Красавице ум и образованность могут заменить ее красота и женственная прелесть. Фике себя не обманывает — у нее нет ни того, ни другого. Только огромными усилиями она сделала себя слегка привлекательнее и научилась держаться, как подобает ее высочеству. Но что проку, если ее высочество будет величаво молчать, как пень, и заученно улыбаться, как кукла? Ум Фике замечен еще баронессой Принцен. С тех пор она не поглупела, однако алмаз становится бриллиантом только после шлифовки. И Фике принимается шлифовать свой алмаз. Досуга достаточно, а книги по ее поручению ей привозят, присылают из-за границы. Виршей Фике не читает — она улавливает в них лишь обнаженные мысли, а их там не так уж много, художественные красоты для нее равнозначны перемежающемуся дождю, не любит она и романов — ей не интересны выдуманные истории о жизни каких-то никому не известных и не нужных людей.

Другое дело жизнеописания людей великих, выдающихся… Позже она примется за сочинения прославленных французских философов. Образование Фике не пошло дальше уроков госпожи Кардель, сочинения ученых мужей она понимает с пятого на десятое, и, в конце концов, в голове ее образуется совершенная каша. Однако это не влечет за собой дурных последствий. В жизни и делах она неизменно руководствуется только своим трезвым, холодным и расчетливым умом, а сочинения блистательных французов ей нужны совсем для другого. У нее отнюдь не перегруженная, можно сказать, девственная и очень цепкая память. Фике запоминает множество изречений, острот, легких, изящных оборотов и по мере надобности пускает их в ход, далеко не всегда ссылаясь на авторов. Как же после этого иностранным дипломатам и гостям не изумляться эрудиции, остроте и блеску ума великой княгини?

Что же касается придворных, то — некуда правду деть — большинство их, если и читает, так только Брюсов календарь, который содержит предсказания погоды на тысячу лет вперед, а также точные рекомендации, в какие дни следует "баталию творить", "власы стричь", "брак иметь" и прочее и прочее, вплоть до того, в какой день "мыслити начинать"… Не удивительно, что ее императорское высочество поражает придворных своими познаниями.

Все остальное выполняет и довершает титул.

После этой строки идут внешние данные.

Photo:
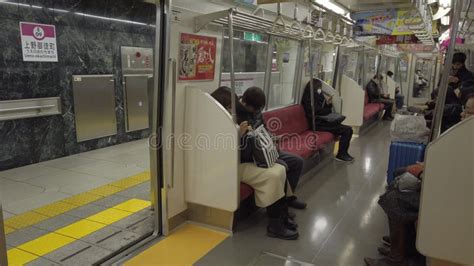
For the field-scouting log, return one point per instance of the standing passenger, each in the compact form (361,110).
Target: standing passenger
(376,96)
(323,106)
(250,109)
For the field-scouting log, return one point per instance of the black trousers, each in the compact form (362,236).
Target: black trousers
(294,166)
(342,131)
(388,106)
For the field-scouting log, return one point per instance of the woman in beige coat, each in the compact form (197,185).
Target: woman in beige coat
(269,184)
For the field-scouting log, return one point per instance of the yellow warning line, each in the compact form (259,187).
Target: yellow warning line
(51,210)
(50,242)
(183,247)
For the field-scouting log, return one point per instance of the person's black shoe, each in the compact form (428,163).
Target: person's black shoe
(344,158)
(291,224)
(277,229)
(297,204)
(291,214)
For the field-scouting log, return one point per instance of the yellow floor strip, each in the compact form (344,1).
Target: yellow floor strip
(51,210)
(50,242)
(183,247)
(18,257)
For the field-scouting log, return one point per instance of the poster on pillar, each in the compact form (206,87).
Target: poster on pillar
(38,42)
(197,57)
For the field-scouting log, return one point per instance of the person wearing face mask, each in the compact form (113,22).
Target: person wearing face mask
(322,107)
(376,96)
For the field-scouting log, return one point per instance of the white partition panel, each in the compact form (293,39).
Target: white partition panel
(211,154)
(336,99)
(391,87)
(352,102)
(446,221)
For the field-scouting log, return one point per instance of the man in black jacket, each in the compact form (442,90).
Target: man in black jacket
(322,107)
(249,108)
(376,96)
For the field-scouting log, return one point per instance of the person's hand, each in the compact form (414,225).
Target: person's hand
(453,79)
(244,128)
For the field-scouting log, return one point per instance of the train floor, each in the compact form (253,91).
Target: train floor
(342,224)
(78,209)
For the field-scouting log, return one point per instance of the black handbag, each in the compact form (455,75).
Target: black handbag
(264,151)
(332,118)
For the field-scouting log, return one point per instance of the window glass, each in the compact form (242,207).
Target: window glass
(250,59)
(284,64)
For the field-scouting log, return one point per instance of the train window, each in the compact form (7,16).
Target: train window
(250,59)
(284,64)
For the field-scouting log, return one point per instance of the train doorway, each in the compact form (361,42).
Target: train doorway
(80,122)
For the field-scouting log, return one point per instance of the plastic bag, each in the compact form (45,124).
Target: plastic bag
(409,128)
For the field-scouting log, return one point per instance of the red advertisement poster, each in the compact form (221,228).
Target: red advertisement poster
(197,56)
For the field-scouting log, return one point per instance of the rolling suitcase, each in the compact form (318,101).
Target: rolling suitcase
(403,154)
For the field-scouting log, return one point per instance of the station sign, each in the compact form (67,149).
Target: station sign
(38,42)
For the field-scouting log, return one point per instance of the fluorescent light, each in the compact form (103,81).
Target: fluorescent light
(332,6)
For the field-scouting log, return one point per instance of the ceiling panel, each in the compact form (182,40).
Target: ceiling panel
(365,5)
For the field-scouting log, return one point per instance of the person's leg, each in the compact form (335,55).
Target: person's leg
(294,167)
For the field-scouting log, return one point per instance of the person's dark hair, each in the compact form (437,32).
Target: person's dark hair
(378,76)
(316,85)
(459,58)
(254,97)
(224,96)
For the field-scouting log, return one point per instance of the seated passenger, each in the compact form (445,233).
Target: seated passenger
(323,106)
(269,184)
(468,109)
(376,96)
(249,108)
(402,212)
(398,95)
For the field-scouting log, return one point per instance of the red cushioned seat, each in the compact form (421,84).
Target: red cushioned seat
(245,191)
(286,120)
(371,110)
(306,143)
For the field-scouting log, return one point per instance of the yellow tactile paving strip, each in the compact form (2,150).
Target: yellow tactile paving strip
(183,247)
(48,211)
(50,242)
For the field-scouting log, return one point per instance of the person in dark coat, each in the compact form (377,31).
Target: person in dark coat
(249,109)
(376,96)
(322,107)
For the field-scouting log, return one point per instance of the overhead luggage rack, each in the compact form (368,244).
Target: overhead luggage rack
(245,21)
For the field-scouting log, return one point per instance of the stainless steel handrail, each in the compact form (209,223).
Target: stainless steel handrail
(28,108)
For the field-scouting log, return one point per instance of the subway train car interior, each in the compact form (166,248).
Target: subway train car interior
(237,132)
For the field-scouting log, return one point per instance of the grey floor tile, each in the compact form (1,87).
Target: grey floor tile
(24,235)
(87,256)
(110,201)
(86,210)
(57,222)
(111,238)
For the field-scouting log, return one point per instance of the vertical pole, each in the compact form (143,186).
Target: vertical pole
(336,67)
(438,118)
(311,85)
(232,73)
(268,70)
(3,244)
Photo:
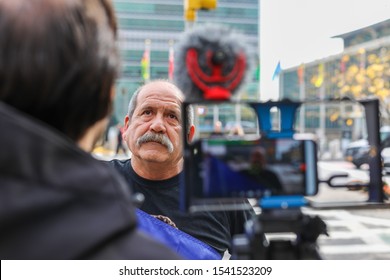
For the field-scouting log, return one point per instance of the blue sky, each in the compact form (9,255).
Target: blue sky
(299,31)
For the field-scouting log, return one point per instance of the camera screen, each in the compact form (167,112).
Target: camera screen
(229,168)
(253,168)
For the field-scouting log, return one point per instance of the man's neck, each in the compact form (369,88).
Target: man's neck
(156,170)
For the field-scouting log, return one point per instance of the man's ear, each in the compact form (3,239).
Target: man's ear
(126,126)
(191,133)
(127,121)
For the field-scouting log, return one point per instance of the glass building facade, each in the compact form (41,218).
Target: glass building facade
(362,70)
(161,22)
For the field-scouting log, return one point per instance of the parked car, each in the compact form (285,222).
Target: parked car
(386,160)
(357,152)
(247,126)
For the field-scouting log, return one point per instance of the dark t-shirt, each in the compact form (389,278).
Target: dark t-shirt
(162,198)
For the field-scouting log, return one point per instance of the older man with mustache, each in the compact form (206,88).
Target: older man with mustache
(154,136)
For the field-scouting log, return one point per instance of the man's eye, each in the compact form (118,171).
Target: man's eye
(172,116)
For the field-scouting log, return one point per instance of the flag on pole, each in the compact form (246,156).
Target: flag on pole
(301,73)
(171,65)
(320,76)
(145,62)
(278,69)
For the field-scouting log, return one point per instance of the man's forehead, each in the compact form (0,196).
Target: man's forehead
(160,91)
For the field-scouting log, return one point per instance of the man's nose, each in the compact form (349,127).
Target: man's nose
(158,124)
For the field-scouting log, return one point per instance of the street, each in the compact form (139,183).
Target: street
(354,233)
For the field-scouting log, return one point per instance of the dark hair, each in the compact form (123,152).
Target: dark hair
(59,60)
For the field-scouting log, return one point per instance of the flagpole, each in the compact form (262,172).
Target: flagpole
(302,96)
(170,61)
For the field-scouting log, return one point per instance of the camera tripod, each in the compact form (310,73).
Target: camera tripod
(253,244)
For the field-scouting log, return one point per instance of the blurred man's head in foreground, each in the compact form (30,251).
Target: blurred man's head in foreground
(59,61)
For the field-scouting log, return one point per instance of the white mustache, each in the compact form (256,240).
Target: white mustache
(155,137)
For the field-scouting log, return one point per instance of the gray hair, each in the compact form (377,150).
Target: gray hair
(134,98)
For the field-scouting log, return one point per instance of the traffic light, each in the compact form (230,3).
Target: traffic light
(191,7)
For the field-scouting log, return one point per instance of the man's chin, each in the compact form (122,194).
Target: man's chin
(158,155)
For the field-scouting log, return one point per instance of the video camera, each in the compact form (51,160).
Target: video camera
(277,168)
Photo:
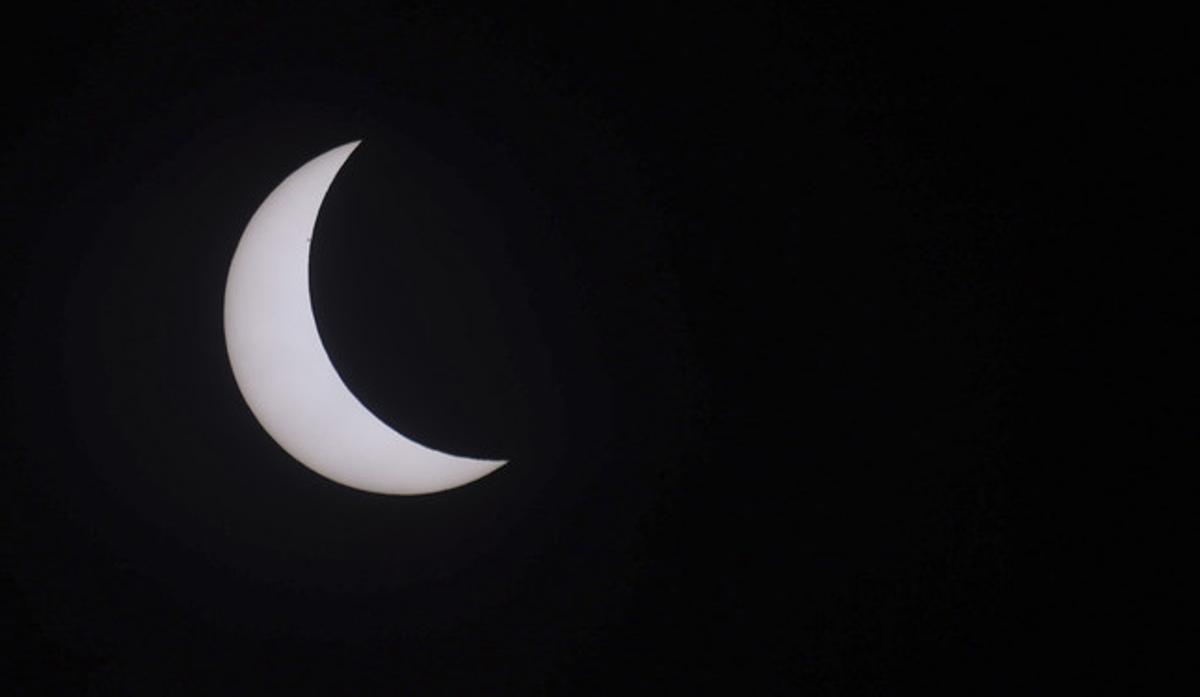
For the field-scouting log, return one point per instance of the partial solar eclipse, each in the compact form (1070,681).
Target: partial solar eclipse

Странным образом наука, называемая социальной психологией, до сих пор не исследовала вопрос о том, как влияли титулы на самих носителей этих титулов, а также на то, как титулы сказывались на окружающих, определяли отношение людей, стоящих ниже на социальной лестнице, к тем, кто, благодаря титулу, стоит ступенькой выше или даже находится на самой вершине пресловутой лестницы. Титул не просто высокопарные слова, писанные с больших букв, а слова или словосочетания, которые в силу узаконения, а затем и традиции становились как бы магической формулой, отделяющей ее носителя от остальных людей, показывающей его непохожесть, отличие и превосходство над другими. Магия эта действовала не вдруг, а исподволь, незаметно, помимо воли и сознания людей. Быстрее всего подпадали под ее воздействие сами носители титулов. Ближайшее окружение, которое зависело от их воли и щедрости, угодничало и раболепствовало для того, чтобы щедрость эту закрепить и увеличить, восхваляло и превозносило их действительные и мнимые достоинства. Рано или поздно от этого не престанного славословия голова у титулоносителя шла кругом, сомнения, неуверенность, которые еще копошились, быть может, в его душе, гасли, он искренне начинал верить — его все так в этом уверяют! — он просто убеждался в том, что он на самом деле мудр, велик, даже красив, и привыкал держаться соответственно своему титулу и новому самоощущению, а тогда хвалебный хор звучал еще стройнее и звонче.